Esse mesmo discurso foi reproduzido por Lula e o PT nas duas eleições presidenciais seguintes, em 1994 e 1998, ambas vencidas por Fernando Henrique Cardoso. Em 2002, já era a quarta disputa eleitoral de Lula e ele não queria mais perder. Um marqueteiro genial forjou um candidato que ficou conhecido como “Lulinha paz e amor”. Lula branqueou os dentes, aparou a barba, sorria para as câmeras e, com ato máximo de sua metamorfose, publicou a “Carta ao Povo Brasileiro”, um manifesto que desdizia toda sua retórica eleitoral pregressa.
Na Carta, Lula afirmava que cumpriria todos os contratos do governo, que continuaria a negociar a dívida externa brasileira, que manteria o controle da inflação pelas metas, que matéria o câmbio flutuante e que não abriria mão de manter um superávit primário das contas públicas. Era tudo o que o mercado (o financeiro, principalmente) queria ouvir, e Lula foi eleito.
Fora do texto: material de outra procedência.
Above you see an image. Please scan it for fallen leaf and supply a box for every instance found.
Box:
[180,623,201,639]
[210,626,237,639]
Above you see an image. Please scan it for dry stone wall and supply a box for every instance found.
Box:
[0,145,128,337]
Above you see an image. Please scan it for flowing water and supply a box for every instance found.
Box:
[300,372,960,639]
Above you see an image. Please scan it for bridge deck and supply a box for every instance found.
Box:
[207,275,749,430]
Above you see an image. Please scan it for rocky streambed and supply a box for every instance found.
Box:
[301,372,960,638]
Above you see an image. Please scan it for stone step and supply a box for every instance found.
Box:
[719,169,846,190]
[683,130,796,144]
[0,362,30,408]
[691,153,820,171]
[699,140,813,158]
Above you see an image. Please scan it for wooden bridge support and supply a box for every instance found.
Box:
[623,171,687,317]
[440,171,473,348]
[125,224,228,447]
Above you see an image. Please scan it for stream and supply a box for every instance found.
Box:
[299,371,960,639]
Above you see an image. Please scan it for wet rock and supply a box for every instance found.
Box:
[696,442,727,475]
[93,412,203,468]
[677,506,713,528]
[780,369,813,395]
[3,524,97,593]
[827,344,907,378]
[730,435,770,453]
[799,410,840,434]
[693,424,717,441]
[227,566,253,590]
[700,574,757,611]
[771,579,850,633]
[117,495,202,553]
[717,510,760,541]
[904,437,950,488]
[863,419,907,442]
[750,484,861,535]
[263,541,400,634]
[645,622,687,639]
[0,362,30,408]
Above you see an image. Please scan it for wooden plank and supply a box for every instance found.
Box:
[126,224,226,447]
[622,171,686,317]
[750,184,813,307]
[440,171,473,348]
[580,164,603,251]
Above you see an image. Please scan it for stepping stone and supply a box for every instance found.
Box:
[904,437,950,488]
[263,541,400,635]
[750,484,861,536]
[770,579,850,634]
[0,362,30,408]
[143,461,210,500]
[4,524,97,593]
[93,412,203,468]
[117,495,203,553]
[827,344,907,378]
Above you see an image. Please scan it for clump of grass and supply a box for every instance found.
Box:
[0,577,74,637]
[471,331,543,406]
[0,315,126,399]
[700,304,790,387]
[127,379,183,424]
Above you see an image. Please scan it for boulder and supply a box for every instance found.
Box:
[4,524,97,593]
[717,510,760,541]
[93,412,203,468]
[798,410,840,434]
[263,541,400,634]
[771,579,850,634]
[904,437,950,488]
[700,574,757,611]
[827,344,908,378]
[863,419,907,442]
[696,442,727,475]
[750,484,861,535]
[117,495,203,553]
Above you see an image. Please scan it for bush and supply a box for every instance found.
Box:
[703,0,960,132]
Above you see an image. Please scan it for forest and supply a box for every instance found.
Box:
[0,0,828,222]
Claro que os movimentos sociais mais radicais, como o dos Trabalhadores Sem Terra, se manifestaram contrários a essa nova postura de Lula. Mas ele não ligou. Afinal, como se diz no meio político, “em eleição, só não pode perder”.
Essa figura do “Lulinha paz e amor” foi abandonada quatro anos atrás, aos 7 de abril de 2018, quando de sua prisão. Enquanto os policiais tentavam cumprir um mandado de prisão, Lula realizou um grande ato político, à porta do Sindicato dos Metalúrgicos do ABC. Ali, Lula deixou de conversar com o conjunto todo do povo brasileiro, voltando-se apenas para sua militância mais fiel. Outra vez o candidato dos anos 1980 e 1990 apareceu.
Agora, com a devolução de seus direitos políticos, Lula se apresenta como candidato à presidência, mas, para acalmar os ânimos do “deus” mercado, que teme reformas econômicas mais radicais, como a revogação da reforma trabalhista, por exemplo, Lula se esforçou o quanto pôde para trazer a Geraldo Alckmin como seu vice. O ex-tucano confere mais austeridade à chapa e sinaliza para a volta da paz e do amor que Lula tinha deixado. Mas o próprio Lula está anulando esse efeito.
É que ele anda desbocado. Afirmou que a militância tinha que ir à casa dos deputados para “conversar” com suas esposas (esqueceu-se dos esposos) e filhos. Disse que queria ver o aborto legalizado, e que as mulheres não precisavam ter vergonha de praticá-lo. Chegou mesmo a dizer que a classe média brasileira ostentava um padrão de vida muito alto e sugeriu que houvesse um limite para isso. Todas essas falas geram ruído desnecessário para Lula, e arrefecem o efeito positivo que ele buscou gerar com o nome de Alckmin na chapa como vice. Parece que o ex-governador de São Paulo não está tão bem de companheiro assim.